By “Catholic precedent,” Jencks referred to Catholics’ advocacy for vouchers in the 1950s to bolster their parochial schools. Rev. Richard Blum, a Catholic priest and professor at Marquette University in Wisconsin, published Freedom of Choice in Education in 1958, just three years after Milton Friedman published his work on the topic.31 Blum helped popularize the argument for the subsidization of Catholic education in addition to vouchers outside the South. By the time of the Brown decision, Catholics had already established a strong network of parochial schools across the nation since the nineteenth century, embedding them in the education landscape. As historian Robert Gross notes in his analysis of school choice, Catholic schools transformed the education landscape to a marketplace, where private religious schools were an integral part of meeting larger public goals. These institutions received public support for their service, including property tax exemptions, which reduced the cost of enrolling in and maintaining private schools.32 Alongside the common or public school system developed in the middle of the nineteenth century, Catholic parochial schools became a mainstay in the United States, and tax exemptions were critical to their founding and expansion across the country. Their presence was contested and controversial after Brown, however, as private religious schools endorsed the same voucher legislation as southern segregationists.
In spite of a professed commitment to the ideal of separation of church and state suggested by the First Amendment, Catholic schools were primed to advocate for vouchers to expand the educational services they had been providing. Two cities in particular, Milwaukee and Cleveland, became critical test sites for the constitutionality of voucher programs. In Milwaukee, White flight, failed desegregation attempts, community control experiments, and conservative Republican leadership at the state level coalesced to create a ripe ground for vouchers, which came to a head when Governor Tommy Thompson signed the Milwaukee Parental Choice Program into law in 1990.33 In Ohio, White flight from the urban “crisis” depleted investment and resources for public education in Cleveland. The state had a long history of petitioning for public subsidies to support private education. With the rise of Republican leadership in the state legislature and governor’s office in the 1990s—and some Democratic allies—vouchers enjoyed wide support. Legislators implemented the controversial Cleveland Scholarship and Tutoring Program that funded the vast majority of private school tuition for low-income families.34
Teachers’ unions, civil rights organizations, and other traditional public education advocates across the nation bitterly opposed vouchers. Not only did the programs violate perceived understandings of the separation of church and state; they also circumvented traditional teacher licensure processes and undermined the viability of teachers’ unions. The controversy came to a head in 2002, when the Supreme Court upheld the constitutionality of vouchers in a 5–4 vote in Zelman v. Simmons-Harris. The court found that the voucher programs as practiced in Ohio were constitutional because public funding was not going directly to religious schools. Rather, the money was going to individuals who then elected to invest in religious programs. Writing for the majority opinion, Chief Justice William H. Rehnquist wrote: “Entirely neutral with respect to religion, it provides benefits directly to a wide spectrum of individuals, defined only by financial need and residence in a particular school district. It permits such individuals to exercise genuine choice among options public and private, secular and religious. The program is therefore a program of true private choice.”35 Voucher advocates received a morale boost with the decision, and the boundaries of the educational marketplace expanded.

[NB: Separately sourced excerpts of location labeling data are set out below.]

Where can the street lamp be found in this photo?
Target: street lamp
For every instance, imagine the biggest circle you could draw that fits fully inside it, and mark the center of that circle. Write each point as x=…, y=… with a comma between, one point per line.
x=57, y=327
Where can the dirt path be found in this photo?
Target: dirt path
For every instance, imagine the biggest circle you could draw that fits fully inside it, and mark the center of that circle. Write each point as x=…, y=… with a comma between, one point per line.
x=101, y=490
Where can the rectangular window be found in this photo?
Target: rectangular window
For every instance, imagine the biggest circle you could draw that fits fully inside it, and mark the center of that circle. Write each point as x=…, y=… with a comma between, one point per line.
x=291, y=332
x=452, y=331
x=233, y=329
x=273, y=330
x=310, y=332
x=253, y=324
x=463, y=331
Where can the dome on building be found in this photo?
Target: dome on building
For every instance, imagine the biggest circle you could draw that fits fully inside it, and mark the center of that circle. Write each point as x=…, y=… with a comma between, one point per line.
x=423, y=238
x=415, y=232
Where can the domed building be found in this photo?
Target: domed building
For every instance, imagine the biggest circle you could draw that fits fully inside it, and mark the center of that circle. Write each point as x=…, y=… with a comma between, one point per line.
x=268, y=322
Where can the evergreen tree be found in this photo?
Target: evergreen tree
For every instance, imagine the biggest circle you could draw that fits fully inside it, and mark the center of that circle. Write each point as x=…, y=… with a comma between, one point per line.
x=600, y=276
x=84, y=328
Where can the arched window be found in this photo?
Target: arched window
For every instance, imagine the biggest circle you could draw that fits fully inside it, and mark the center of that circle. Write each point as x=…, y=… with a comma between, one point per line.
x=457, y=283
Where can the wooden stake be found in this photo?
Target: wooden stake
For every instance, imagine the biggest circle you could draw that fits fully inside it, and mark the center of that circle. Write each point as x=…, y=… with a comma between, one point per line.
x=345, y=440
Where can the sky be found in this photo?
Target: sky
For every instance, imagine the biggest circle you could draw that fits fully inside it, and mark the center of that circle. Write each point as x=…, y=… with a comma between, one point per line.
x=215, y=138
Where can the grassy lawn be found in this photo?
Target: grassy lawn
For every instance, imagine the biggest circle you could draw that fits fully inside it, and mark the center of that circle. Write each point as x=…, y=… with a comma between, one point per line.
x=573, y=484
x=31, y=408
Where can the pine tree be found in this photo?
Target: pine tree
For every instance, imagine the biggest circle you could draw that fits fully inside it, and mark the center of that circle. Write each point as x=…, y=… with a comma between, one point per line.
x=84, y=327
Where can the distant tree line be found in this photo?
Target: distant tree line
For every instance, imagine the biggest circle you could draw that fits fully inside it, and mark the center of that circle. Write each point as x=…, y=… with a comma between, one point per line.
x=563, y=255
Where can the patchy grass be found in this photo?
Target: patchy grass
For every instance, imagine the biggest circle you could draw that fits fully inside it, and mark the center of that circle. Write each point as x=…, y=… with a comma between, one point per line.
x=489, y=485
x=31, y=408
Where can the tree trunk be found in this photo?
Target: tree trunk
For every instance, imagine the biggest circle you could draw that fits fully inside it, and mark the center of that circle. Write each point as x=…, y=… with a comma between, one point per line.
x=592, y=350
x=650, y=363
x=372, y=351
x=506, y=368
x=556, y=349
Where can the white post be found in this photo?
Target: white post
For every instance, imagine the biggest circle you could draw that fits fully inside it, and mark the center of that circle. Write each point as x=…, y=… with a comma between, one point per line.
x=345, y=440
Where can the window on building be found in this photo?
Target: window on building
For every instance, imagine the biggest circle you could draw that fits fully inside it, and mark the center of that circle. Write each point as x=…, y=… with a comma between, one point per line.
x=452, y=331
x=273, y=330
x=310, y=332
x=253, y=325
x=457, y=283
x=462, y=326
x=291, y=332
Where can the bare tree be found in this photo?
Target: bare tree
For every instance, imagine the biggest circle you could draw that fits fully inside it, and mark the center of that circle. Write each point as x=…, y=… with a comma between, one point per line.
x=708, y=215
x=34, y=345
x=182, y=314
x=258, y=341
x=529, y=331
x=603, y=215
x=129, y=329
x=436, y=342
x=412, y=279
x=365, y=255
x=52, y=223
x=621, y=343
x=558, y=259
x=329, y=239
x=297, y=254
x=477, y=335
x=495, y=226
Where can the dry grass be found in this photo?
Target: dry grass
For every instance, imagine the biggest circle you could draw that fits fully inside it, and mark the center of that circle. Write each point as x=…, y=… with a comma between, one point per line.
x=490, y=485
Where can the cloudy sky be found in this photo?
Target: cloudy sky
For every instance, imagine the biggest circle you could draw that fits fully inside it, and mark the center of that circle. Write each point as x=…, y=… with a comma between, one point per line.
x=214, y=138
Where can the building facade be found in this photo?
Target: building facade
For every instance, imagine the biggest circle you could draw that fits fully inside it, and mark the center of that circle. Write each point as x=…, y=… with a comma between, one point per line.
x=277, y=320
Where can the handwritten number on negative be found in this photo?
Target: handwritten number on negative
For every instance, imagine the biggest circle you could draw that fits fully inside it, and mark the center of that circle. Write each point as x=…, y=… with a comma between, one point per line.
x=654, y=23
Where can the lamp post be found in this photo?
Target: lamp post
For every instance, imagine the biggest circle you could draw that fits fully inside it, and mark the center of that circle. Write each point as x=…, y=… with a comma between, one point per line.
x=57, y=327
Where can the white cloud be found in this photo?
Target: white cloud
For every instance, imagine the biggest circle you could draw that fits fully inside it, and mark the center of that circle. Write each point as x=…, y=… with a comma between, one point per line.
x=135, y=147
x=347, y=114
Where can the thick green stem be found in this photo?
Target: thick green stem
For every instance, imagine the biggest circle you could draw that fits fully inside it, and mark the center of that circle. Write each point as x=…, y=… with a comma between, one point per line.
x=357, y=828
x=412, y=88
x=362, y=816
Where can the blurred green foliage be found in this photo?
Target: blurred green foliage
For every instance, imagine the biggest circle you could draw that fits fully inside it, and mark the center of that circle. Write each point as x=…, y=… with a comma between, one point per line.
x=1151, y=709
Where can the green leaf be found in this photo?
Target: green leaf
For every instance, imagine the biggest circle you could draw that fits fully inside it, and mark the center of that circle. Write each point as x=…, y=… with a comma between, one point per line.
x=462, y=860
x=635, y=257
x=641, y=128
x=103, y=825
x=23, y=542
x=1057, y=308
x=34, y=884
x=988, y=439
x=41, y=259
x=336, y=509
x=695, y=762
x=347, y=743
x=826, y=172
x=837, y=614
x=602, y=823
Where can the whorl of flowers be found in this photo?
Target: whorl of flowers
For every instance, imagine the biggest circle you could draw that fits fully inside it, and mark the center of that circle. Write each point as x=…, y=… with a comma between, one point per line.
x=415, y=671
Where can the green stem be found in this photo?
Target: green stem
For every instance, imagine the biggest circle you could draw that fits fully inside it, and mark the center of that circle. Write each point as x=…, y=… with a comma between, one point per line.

Though vouchers unnerved the most ardent defenders of public education across the nation—not to mention the teachers’ unions—the Zelman decision affirmed the fundamental right of parents to send their child to private schools or a constitutional claim to choose.36 Since the test cities of Milwaukee and Cleveland were firmly outside Dixie and maintained minority-majority school systems, voucher advocates achieved a critical symbolic victory as well. Vouchers were no longer the tools of racist segregationists. Vouchers at the turn of the century, to the contrary, theoretically benefited those most in need. And in a largely Christian country, many still welcomed the idea of publicly supporting parochial schools, such as Catholic schools, that made it their mission to improve the education of disenfranchised students.
The Zelman decision opened the door for voucher support at the federal level. In 2003, President George W. Bush signed the Scholarships for Opportunity and Results (SOAR) Act, which designated $20 million for vouchers to be used in District of Columbia schools. It also established the groundwork for Betsy DeVos to advocate for a school choice agenda predicated on vouchers and federal support for religious schools. Prior to her role as secretary of education, DeVos developed political acumen through philanthropy to advance a choice agenda, a goal to which she remained faithfully committed in 2020. She donated millions of her and her husband’s fortune—from the Amway Corporation, a “multilevel” marketing firm for health, beauty, and home-care products that in 2015 reported a $9.5 billion profit—to school voucher and private school scholarships. She served on the boards of two national nonprofit organizations—Children First America and the American Education Reform Council—devoted to expanding choice through vouchers and tax credits. Based in Michigan, DeVos and her husband financially supported and successfully lobbied for the state’s first charter school bill in 1993, just two years after the first such law passed in Minnesota. In 2000, she was the impetus behind the attempt to change the state constitution to allow tax-credit scholarships and vouchers. When that was defeated, DeVos began the Great Lakes Education Project and chaired the Alliance for School Choice to preserve the fight to alter state constitutional language. In 2010, DeVos established the American Federation for Children, a 501(c)4 nonprofit organization (permitted to engage in political activity) that focuses on advancing school choice, school vouchers, and “scholarship tax plans.”37 The scholarship plans, like the Education Freedom Scholarships and Opportunity Act, seek to provide dollar-for-dollar tax credits for those who financially support groups or organizations that provide scholarships.38 Federal and judicial support ensure that vouchers will remain on the school choice menu.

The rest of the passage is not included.